Seafood traceability, needed to regulate food safety, control fisheries, combat fraud, and prevent jeopardizing public health from harvesting in polluted locations, depends heavily on the prediction of the geographic origin of seafood. When the available datasets to study traceability are high-dimensional, standard classic statistical models fail. Under these circumstances, proper alternative methods are needed to predict accurately the geographic origin of seafood. In this study, we propose an analytical approach combining the use of regularization methods and resampling techniques to overcome the high-dimensionality problem. In particular, we analyze comparatively the Ridge regression, LASSO and Elastic net penalty-based approaches. These methods were applied to predict the origin of the saltwater clam Ruditapes philippinarum, a non-indigenous and commercially very relevant marine bivalve species that occurs commonly in European estuaries. Further, the resampling method of Monte Carlo Cross-Validation was implemented to overcome challenges related to the small sample size. The results of the three methods were compared. For fully reproducibility, an R Markdown file and the used dataset are provided.
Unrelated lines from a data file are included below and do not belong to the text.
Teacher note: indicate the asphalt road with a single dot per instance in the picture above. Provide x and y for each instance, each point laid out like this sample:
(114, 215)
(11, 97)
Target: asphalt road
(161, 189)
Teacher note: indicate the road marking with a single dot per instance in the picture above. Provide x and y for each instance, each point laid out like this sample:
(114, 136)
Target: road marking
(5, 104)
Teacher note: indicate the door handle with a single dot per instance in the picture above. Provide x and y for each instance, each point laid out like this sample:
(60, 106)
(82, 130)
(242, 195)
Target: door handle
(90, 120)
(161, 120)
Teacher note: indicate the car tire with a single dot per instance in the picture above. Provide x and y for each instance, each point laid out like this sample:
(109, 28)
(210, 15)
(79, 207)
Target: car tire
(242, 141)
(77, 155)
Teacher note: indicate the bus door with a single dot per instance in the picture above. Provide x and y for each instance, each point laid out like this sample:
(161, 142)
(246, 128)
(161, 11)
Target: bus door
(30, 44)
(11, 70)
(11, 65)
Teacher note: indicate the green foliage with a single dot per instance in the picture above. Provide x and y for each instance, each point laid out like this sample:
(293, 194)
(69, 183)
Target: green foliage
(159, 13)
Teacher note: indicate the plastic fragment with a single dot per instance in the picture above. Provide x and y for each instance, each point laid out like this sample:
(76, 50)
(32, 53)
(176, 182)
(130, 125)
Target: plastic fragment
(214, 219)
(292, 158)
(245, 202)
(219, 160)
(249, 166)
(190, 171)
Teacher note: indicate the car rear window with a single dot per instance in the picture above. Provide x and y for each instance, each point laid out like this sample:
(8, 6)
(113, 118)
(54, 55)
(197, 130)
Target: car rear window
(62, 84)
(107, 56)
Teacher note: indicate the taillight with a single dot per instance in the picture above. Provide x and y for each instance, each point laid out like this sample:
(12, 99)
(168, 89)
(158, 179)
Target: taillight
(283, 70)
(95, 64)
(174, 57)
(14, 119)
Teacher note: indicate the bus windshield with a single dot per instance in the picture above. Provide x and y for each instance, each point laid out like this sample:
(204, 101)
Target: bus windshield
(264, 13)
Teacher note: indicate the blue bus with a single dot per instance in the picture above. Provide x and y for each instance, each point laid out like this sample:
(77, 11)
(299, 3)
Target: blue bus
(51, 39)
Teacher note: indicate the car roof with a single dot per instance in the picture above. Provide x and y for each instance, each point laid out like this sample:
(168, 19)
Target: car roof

We conclude highlighting the insights that this methodology may bring to model a multi-categorical response based on high-dimensional dataset, with highly correlated explanatory variables, and combat the mislabeling of geographic origin of seafood.
Original languageEnglish
Article number44
Number of pages21
JournalJournal of Statistical Theory and Practice
Volume17
Issue number3
DOIs
Publication statusPublished - Sept 2023

UN SDGs

This output contributes to the following UN Sustainable Development Goals (SDGs)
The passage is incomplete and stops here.